Sometimes participants in group clinical supervision leave the group because of a change of roles, e.g. promotion or a change in domestic circumstances. At such times acknowledgement must be given to the need of the individual and the group to say their goodbyes and prepare for change.

However, sometimes this is not possible. Turner et al (2005) recount how a group supervisor needed to leave suddenly because of illness:

After 14 months of supervision … Having thought we had reached a stage of independence from the supervisor, it was interesting and illuminating to realise this was not the case at all. In our first session ‘alone’, the old business like approach was again adopted, highlighting the tendency of the group, despite our best intentions, to go back to its old, safe comfortable way of operating …

It is possible that in times of change, a group, like individuals, might regress back to a stage where it found comfort. However, if the group can perceive this regression, it might strengthen its powers of self-analysis and inspire a determination to move forward once more.

A group can terminate before its intended ending because of a breakdown in relationships, either between the members themselves or between the members and their supervisor. Breakdowns in the supervisory relationship are, thankfully, rare in my experience. They can be due to unresolved personality clashes or power struggles in the group, breaks in confidentiality or feelings of insecurity.

The reason why supervisory relationship breakdowns are rare in groups is that the relationary process is often more transparent (being observed by several eyes) and therefore any possible trouble is identified before it leads to anything serious. Having a working agreement that is regularly reviewed, perhaps in the light of conflict, is an important consideration. If the group does break suddenly there is likely to be animosity and blame appointing but, even worse, the resulting damage may provoke a determination to never participate in group supervision again.

As discussed above, where possible it is important to mark the end of a group and, aside from group reviewing activities, I encourage groups to formally say goodbye. I have found it a nice idea to end with some sort of ceremony (in addition to handing in the standard evaluation forms). A technique I have used is to get participants to draw or sketch a parting gift for each person in the group (including the facilitator). These drawings are then formally presented to each participant to take forward into the future. We end by saying goodbye to each other.

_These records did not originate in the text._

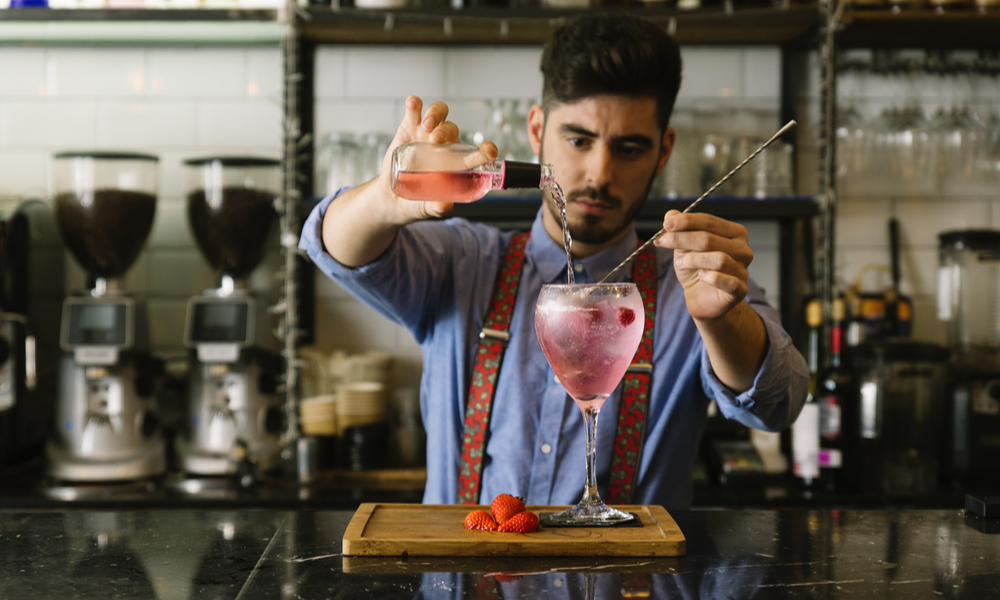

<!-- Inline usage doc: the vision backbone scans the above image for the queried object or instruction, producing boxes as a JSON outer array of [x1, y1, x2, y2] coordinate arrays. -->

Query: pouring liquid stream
[[548, 181, 576, 285]]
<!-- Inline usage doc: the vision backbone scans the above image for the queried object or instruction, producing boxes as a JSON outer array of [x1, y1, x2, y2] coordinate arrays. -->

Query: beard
[[538, 155, 656, 244]]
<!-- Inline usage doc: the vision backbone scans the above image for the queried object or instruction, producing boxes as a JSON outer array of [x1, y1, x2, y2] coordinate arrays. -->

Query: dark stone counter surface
[[0, 509, 1000, 600]]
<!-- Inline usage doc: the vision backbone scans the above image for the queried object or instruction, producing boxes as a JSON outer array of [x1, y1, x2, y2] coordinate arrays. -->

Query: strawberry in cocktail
[[535, 283, 645, 525]]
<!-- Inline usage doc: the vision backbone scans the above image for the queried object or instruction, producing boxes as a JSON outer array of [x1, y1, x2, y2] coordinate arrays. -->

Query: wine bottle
[[816, 298, 852, 491], [792, 299, 823, 488], [391, 142, 555, 202]]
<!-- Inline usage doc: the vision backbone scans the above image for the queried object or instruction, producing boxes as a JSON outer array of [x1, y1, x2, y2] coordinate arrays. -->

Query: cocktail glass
[[535, 283, 645, 526]]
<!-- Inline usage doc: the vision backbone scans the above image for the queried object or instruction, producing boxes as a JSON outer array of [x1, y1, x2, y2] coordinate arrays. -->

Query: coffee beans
[[55, 189, 156, 277], [188, 188, 278, 278]]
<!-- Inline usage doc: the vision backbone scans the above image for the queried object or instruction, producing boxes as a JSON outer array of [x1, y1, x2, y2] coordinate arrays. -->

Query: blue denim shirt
[[299, 190, 808, 509]]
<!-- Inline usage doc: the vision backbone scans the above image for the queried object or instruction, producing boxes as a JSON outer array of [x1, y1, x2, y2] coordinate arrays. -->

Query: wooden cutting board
[[343, 504, 685, 556]]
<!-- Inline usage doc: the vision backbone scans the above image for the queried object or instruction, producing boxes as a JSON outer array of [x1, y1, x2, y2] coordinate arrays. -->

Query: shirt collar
[[528, 204, 644, 283]]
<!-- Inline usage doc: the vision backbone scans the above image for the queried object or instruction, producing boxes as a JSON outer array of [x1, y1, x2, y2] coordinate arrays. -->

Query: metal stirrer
[[597, 121, 798, 284]]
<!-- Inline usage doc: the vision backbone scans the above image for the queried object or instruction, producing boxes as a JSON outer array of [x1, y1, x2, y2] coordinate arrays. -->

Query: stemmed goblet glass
[[535, 283, 645, 526]]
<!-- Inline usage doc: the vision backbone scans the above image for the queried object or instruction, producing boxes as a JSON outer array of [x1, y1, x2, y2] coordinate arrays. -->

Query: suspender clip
[[479, 327, 510, 342]]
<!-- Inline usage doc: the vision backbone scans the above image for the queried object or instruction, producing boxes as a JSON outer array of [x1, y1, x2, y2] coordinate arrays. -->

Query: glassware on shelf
[[316, 131, 365, 196], [747, 140, 795, 200], [358, 131, 392, 183]]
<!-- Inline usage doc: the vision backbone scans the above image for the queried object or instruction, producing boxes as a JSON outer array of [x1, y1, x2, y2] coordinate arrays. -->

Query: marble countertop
[[0, 509, 1000, 600]]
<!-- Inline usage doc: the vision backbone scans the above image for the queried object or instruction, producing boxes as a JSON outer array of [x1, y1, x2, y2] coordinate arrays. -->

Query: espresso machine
[[177, 157, 284, 486], [47, 152, 166, 483], [937, 229, 1000, 492]]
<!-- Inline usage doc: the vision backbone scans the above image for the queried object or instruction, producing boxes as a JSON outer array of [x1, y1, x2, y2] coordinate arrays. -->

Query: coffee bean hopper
[[177, 157, 283, 485], [47, 152, 166, 482]]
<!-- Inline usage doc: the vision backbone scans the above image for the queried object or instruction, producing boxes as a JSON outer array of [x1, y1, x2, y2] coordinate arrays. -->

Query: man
[[301, 17, 808, 508]]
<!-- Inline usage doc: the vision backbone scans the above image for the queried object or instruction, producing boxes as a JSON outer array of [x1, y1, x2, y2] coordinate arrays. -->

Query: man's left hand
[[654, 210, 753, 320]]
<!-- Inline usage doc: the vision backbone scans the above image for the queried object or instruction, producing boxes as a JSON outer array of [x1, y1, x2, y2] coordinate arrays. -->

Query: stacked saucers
[[337, 381, 386, 435], [337, 381, 389, 471], [299, 394, 337, 436]]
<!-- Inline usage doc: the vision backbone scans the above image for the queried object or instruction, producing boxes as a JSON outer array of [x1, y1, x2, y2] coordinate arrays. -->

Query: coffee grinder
[[48, 152, 166, 482], [937, 229, 1000, 491], [178, 157, 284, 486]]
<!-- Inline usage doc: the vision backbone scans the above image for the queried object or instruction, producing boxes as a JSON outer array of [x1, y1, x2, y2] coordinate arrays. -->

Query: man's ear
[[528, 104, 545, 156], [656, 127, 675, 175]]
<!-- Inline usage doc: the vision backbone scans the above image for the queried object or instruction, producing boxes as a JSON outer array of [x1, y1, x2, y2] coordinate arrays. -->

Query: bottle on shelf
[[816, 298, 853, 491], [792, 299, 823, 488], [392, 142, 555, 202]]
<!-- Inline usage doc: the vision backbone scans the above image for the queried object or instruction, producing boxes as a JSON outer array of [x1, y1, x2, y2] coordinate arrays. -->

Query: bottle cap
[[830, 298, 847, 321], [501, 160, 542, 190], [806, 300, 823, 327]]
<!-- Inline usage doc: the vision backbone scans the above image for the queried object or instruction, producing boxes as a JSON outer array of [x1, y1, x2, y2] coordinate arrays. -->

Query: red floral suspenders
[[458, 232, 656, 504], [458, 232, 531, 504]]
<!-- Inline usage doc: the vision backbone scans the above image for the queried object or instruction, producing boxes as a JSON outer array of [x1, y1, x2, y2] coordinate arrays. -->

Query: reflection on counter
[[0, 510, 1000, 600]]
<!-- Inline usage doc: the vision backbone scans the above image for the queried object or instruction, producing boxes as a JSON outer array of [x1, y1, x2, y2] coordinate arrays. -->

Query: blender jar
[[184, 156, 281, 279], [53, 152, 159, 279], [845, 339, 950, 497], [937, 229, 1000, 367]]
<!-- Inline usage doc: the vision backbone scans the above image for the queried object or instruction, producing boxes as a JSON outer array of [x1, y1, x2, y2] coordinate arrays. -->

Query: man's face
[[528, 95, 673, 250]]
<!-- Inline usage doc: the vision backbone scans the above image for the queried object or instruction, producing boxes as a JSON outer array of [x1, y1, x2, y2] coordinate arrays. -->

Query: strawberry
[[465, 510, 497, 531], [497, 511, 538, 533], [490, 494, 524, 525]]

This chapter, as the title suggested, has also been an adventure for me in sharing with you what I consider to be some key ideas for setting up your own group clinical supervision in practice while at the same time promoting collaborative working.

On reflection … chapter summary

image One of the best ways to learn about facilitating group clinical supervision is to become involved in a group yourself.

image Conflict in group clinical supervision can often lead to change(s) and might also be indicative of the stage of development of the group.

image Effective group clinical supervision working involves attending to group processes as well as the overall task of the supervision.

image Not all formats of group clinical supervision require the same degree of skill in group processes.

image The role of the facilitator in group clinical supervision will be dependent on the approach agreed by the group and may change over time.

image More effective facilitation of group clinical supervision is where the facilitator is also in clinical supervision themself.